The Corner

U.S.

‘The Heaviest Burden’

Arthur Ashe waves to the crowd at the National Tennis Center in New York in 1992. (Ray Stubblebine / Reuters)

Today, I have an Impromptus column for you, touching on a variety of subjects, as is the column’s job. Yesterday, I had a piece on Ondrej Kolar, a district mayor in Prague. He has gone through a terrible ordeal, which required police protection, and two weeks in hiding. If you would like to hear my podcast with him, go here.

Kolar is an inspiring figure: a politician who stands up for freedom and democracy, even in the face of the direst personal threats.

Impromptus today begins with that old devil race. I speak a bit about the capitalization of “white” and “black.” (I think this is a bad and corrosive habit.) And I note an incident in Leelanau County, Mich., where I once spent some time.

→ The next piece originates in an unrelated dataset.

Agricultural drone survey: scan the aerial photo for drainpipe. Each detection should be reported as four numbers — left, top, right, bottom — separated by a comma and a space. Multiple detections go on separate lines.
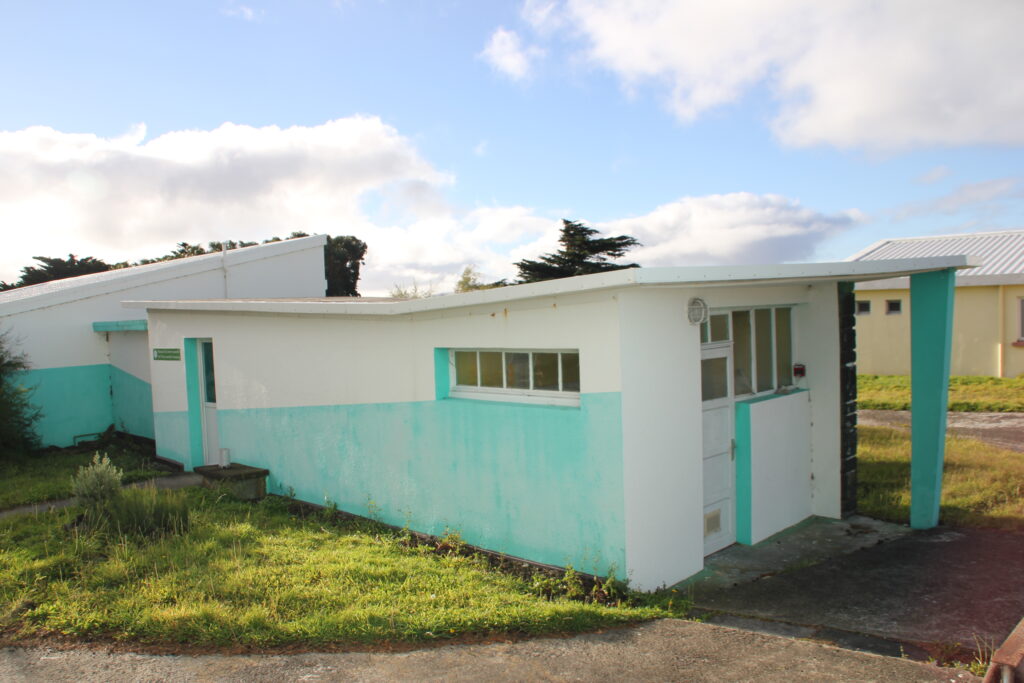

A member of the Road Commission there said, “Well, this whole thing is because of them n*****s in Detroit.” By “this whole thing,” he meant the pandemic and the need to wear masks, I think.

Later, speaking to Interlochen Public Radio, he said, “A n***** is a n***** is a n*****. That’s not a person whatsoever.”

Forget the sentiment for a minute. What do you think of the asterisks? Namby-pamby? Too softening? Does that word have a greater impact — is its ugliness more amply revealed — without asterisks?

Let’s try it again: “A nigger is a nigger is a nigger,” said the road commissioner. “That’s not a person whatsoever.”

It seems to me that, in the last several years, racists have crawled out of the woodwork. They always exist, of course, but they are either in the woodwork or not. I prefer them in the woodwork, if I have to have them at all.

Yesterday, after I wrote my column, I had a memory of long ago. Arthur Ashe was dying of AIDS. This was in the early 1990s. And he told an interviewer that being black was harder than having AIDS.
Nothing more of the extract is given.